The 1915 Musta family farmhouse, located at 3051 River Drive (at Mayflower) along the western edge of the park, still remains.

An Army Corps of Engineers water access was modified and rebuilt in WWII and is still buried beneath the property and is also documented in the Washington CoE register.

==Activities==
Council Point Park is host to a variety of activities. The park has two baseball diamonds in which little league practices and games are held. The park has two youth soccer fields used during the summer. There is a 1.9 mile walking/jogging track that outlines the perimeter of the park. One of the park's new attractions is an inline hockey rink in which inline summer roller hockey leagues are played. Local inline hockey players can also skate year round. The park also includes a picnic pavilion in which many families and organizations host picnics and parties.

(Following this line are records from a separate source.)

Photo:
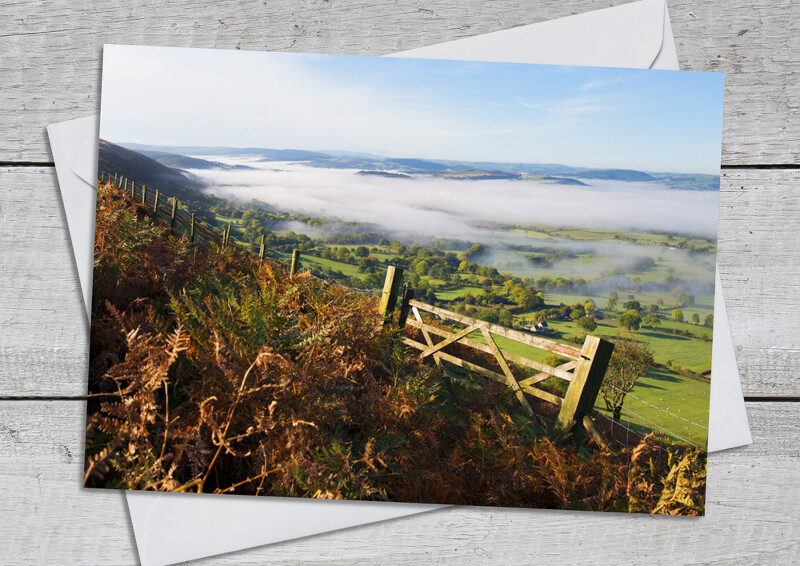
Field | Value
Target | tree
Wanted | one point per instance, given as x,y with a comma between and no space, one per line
632,305
587,324
629,362
652,320
630,320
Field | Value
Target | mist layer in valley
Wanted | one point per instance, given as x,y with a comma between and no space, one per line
514,219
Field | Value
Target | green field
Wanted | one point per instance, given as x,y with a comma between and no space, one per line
345,268
660,400
678,399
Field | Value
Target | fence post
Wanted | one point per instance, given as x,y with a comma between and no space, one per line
585,384
391,286
295,262
408,294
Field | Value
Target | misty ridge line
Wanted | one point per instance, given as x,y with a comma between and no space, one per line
422,164
461,209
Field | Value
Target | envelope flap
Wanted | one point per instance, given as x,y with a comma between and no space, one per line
624,36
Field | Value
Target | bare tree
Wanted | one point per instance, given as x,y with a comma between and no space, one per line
630,361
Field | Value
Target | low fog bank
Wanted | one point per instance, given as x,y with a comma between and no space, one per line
457,208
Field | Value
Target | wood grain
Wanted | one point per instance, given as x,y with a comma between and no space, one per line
43,350
50,52
750,519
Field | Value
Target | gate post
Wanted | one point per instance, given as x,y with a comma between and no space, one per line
295,262
391,287
585,384
408,294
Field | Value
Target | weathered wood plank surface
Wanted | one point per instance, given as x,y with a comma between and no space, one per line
43,346
50,51
751,517
50,71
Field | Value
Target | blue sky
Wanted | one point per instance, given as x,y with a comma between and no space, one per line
579,116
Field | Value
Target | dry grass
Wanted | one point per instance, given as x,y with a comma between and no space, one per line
211,372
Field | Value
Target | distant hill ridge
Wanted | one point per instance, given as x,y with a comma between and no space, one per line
180,157
113,159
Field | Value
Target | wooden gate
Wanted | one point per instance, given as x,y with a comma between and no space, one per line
584,371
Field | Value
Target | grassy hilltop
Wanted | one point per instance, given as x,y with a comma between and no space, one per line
211,371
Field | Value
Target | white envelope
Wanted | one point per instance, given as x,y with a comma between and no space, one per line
175,527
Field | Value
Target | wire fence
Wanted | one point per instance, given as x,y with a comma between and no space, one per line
649,422
202,231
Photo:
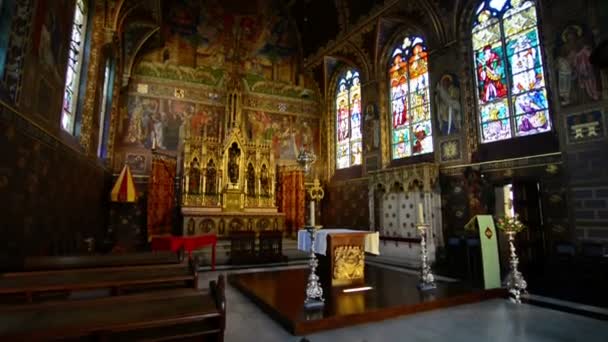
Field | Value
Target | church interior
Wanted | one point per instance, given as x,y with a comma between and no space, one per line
304,170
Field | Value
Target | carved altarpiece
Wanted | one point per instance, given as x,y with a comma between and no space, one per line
229,185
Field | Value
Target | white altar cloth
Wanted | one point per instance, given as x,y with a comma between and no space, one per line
372,240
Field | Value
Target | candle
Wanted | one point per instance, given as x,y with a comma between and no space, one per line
312,213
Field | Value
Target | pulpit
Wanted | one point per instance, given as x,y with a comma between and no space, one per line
341,254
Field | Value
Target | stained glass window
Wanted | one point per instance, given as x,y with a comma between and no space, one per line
72,76
511,94
348,121
410,112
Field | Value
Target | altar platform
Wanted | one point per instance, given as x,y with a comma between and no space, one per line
281,295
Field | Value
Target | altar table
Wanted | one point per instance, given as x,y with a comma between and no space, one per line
341,253
188,243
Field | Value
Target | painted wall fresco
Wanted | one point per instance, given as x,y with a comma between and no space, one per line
345,205
206,38
165,123
578,81
286,133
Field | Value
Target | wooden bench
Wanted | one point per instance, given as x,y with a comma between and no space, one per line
167,315
115,279
242,247
271,246
107,260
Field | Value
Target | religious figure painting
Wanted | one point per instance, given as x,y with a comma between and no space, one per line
164,124
447,102
578,79
255,36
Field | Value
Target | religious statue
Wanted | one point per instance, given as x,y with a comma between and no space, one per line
233,163
210,178
573,64
194,177
264,181
250,180
490,72
372,128
447,100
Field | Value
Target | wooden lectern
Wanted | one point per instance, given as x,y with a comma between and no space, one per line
344,260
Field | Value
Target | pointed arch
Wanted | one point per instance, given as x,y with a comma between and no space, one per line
351,116
511,95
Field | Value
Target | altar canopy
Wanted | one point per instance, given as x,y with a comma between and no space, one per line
229,183
372,240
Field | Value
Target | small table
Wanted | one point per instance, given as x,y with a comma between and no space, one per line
188,243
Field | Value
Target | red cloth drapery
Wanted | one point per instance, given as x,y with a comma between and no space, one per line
161,193
292,198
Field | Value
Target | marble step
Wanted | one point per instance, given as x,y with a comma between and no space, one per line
222,250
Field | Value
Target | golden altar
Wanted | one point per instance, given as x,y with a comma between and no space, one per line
228,184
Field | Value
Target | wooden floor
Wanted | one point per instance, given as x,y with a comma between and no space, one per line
281,295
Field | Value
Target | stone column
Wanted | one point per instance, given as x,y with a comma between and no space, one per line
98,40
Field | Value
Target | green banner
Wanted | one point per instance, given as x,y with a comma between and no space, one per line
489,250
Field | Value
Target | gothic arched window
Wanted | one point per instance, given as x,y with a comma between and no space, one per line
72,75
511,94
348,121
411,129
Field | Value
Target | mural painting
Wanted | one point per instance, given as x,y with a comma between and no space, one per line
578,80
164,124
287,134
51,29
205,38
447,101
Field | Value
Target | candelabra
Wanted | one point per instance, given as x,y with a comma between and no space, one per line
427,280
515,281
314,291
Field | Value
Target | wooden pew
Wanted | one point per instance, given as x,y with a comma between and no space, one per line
167,315
109,260
116,279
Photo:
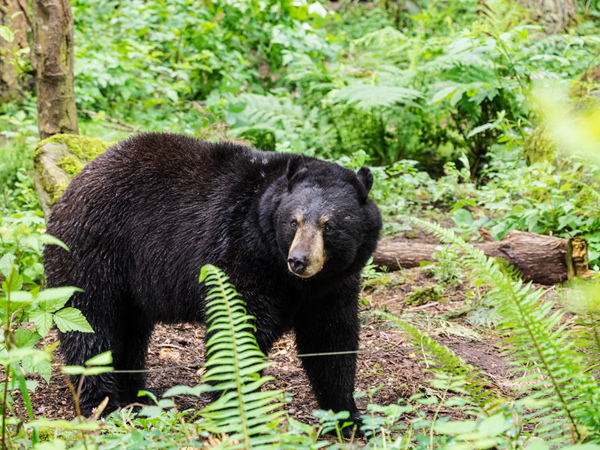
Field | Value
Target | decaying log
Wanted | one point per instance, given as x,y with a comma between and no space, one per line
542,259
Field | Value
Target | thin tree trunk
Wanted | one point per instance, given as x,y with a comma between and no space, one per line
12,83
554,15
52,57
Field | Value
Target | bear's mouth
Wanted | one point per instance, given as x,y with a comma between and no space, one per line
306,256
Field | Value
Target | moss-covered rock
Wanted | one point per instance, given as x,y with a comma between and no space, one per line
58,159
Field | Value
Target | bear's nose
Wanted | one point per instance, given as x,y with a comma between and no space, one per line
297,262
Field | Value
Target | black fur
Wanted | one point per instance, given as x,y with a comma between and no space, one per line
144,217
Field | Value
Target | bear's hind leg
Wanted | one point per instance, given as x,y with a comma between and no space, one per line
128,341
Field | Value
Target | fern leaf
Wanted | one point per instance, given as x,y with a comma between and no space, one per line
535,336
243,413
365,97
475,385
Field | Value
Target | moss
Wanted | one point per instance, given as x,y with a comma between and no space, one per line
426,294
70,164
58,191
83,147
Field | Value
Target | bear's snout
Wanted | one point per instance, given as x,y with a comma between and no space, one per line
307,253
297,262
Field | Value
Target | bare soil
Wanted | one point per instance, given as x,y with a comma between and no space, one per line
386,358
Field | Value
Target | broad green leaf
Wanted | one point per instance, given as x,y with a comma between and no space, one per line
47,239
42,321
462,217
13,282
100,360
443,94
7,34
71,319
54,299
26,338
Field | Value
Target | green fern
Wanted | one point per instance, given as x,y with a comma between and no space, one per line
247,416
365,96
475,385
536,336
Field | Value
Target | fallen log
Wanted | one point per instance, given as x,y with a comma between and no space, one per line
541,259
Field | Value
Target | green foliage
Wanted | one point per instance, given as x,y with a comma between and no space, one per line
248,416
26,313
563,394
482,400
448,269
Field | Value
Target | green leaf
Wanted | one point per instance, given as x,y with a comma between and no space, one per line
443,94
100,360
26,338
366,97
7,34
43,369
15,280
54,299
42,321
462,217
71,319
47,239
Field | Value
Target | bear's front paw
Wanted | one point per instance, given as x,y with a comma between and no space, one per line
355,428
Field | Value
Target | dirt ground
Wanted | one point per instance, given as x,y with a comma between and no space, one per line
386,359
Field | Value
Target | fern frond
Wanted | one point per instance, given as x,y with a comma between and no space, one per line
536,337
234,361
476,386
365,96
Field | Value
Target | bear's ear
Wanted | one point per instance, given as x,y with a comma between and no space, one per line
294,164
365,177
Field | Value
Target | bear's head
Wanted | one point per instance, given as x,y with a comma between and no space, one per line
325,223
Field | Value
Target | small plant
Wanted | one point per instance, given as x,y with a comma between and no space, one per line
423,295
448,269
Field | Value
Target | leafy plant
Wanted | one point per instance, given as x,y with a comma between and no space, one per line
22,304
245,414
564,397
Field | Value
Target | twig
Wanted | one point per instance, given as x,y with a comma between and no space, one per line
110,119
25,14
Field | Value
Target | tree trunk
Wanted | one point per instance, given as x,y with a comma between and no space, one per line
52,57
542,259
554,15
12,83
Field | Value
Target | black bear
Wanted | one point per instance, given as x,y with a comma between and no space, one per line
291,232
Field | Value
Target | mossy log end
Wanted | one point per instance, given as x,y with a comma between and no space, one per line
541,259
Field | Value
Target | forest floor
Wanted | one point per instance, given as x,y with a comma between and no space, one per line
386,358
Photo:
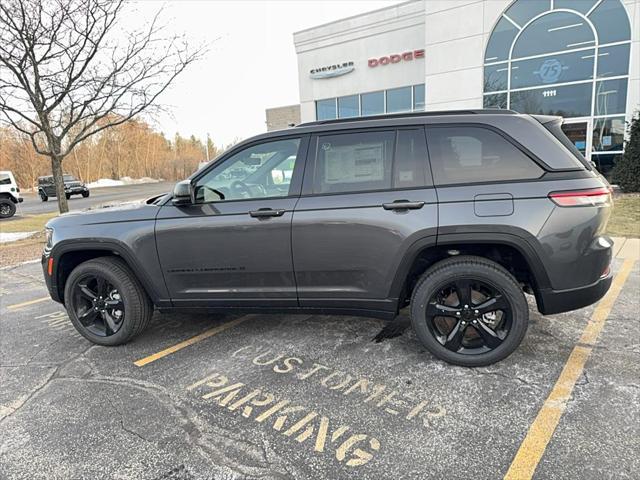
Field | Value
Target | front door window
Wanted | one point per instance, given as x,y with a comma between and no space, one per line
259,171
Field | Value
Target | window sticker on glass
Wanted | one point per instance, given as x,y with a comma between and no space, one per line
353,163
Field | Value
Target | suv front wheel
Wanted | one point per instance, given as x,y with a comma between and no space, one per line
105,301
469,311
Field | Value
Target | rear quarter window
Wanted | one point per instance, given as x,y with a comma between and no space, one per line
463,154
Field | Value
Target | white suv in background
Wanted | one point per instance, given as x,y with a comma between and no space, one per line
9,194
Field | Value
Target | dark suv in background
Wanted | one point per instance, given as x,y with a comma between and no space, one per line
455,215
72,186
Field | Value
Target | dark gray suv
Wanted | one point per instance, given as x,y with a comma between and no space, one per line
455,215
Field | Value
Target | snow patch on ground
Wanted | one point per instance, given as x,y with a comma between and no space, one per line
107,182
13,236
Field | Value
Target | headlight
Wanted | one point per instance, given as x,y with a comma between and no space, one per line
48,235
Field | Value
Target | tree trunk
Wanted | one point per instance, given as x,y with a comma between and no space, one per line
56,168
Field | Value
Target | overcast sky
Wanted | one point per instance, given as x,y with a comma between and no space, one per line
251,67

The Lincoln Park Relay for Life is held at Council Point, every year on Mother's Day weekend.

==Entertainment==
Council Point Park is used for a Pow Wow by the American Indian Movement of Michigan, to commemorate Pontiac's great meeting back in the 1760s. The Pow Wow offers the opportunity for children and adults both to learn about the happenings of the Council of Pontiac, and the rich cultural heritage of the original inhabitants of this area, along with dancing, fun games and other activities. Council Point Park also has several different venues for visitors of the park to sit down and watch sporting events including baseball, softball, soccer, and inline hockey.

==Geography==
Council Point Park is a 27-acre park on the eastern edge of the City of Lincoln Park. The park is bordered by the Northern and Southern branches of the Ecorse Creek to the east, and River Drive to the west. The Creek forms the borders between the City of Lincoln Park, Wyandotte on the southern end, and Ecorse on the north end.